Natasha, Pierre, and The Great Comet of 1812

“Natasha, Pierre and the Great Comet of 1812,” with Okieriete Onaodowan and Denee Benton in the title roles, 360-degree immersive experience that feels like you are in 18th Century Russia – for real.

 

Dave Malloy’s innovative musical about a small part of Tolstoy’s “War and Peace” has re-surfaced at the  Imperial Theater in a Broadway transfer of the original, wondrously well-staged production by director Rachel Chavkin.

 

The staging distributes the action throughout the banked seating levels that comprise both the auditorium and the performance spaces.
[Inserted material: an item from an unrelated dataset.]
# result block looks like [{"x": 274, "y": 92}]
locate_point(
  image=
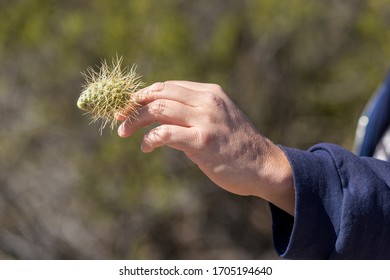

The view is best from the stage, but the sightlines are also excellent from the banquettes at floor level. And sightlines are as critical as sound levels, because you really don’t want to miss a thing in this production.

 

Dancers and band members in fanciful punk tatters designed by Paloma Young are scattered about the stage, up the aisles, and at one point all the way to the balcony. No matter where you’re seated, you’re never far from the action because the action is all over the theater.

 

In “Charming,” the Countess has her eye on innocent, dangerously naive Natasha (Benton, has a beautiful voice). The virginal girl is ripe for plucking by a handsome rogue like Anatole, irresistible in Lucas Steele’s seductive performance. Only Natasha’s loving cousin, Sonya (Brittain Ashford, who delivers a gorgeous treatment of the song “Sonya Alone”) can save the girl from the decadent Muscovites lusting after her innocence.

 

Malloy, who wrote the marvelous book, tuneful music, and smart lyrics, understands and even admires the members of this aristocratic society, who in ensemble songs like “The Opera” and “Letters” reveal themselves as irresistibly charming and hopelessly corrupt.

 

Their days are clearly numbered, but until that comet comes, they’re as happy as children, playing at their devilish games.